Overriding planning objections will be a great leap forward. Building on ‘grey land’ might help, although watchers of the Netflix series Toxic Town, focusing on birth defects on a housing estate in Corby, might have doubts about rushing fences.

The biggest barrier of all to people climbing the housing ladder is an unhelpful tax system. The removal of exemptions to stamp duty by Reeves is a great obstacle to easing blockages in the residential market. 

The abolition of Tory-backed schemes such as Help to Buy won’t help. The easy choice is building on greenfield sites, such as rural areas in East Sussex, where there are insufficient jobs.

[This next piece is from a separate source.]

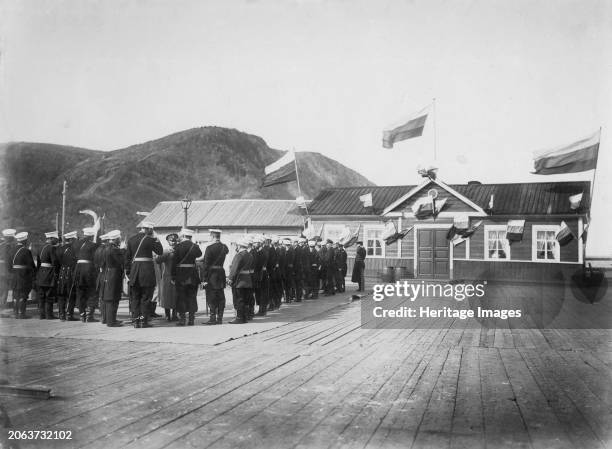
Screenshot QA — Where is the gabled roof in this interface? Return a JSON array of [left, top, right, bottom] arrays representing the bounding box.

Labour’s conviction that government can deliver growth by diktat is a fiction. Some nine months into government, industry has yet to unveil Labour’s much heralded industrial strategy. 

Omens are not good. Faced with seeding a £450million AstraZeneca vaccine plant in Britain, the Government failed to pony up the cash. Britain’s biggest listed company decided to double down on the US and China instead.

When it comes to using tax breaks to encourage endeavour and entrepreneurship, the Starmer government is clueless.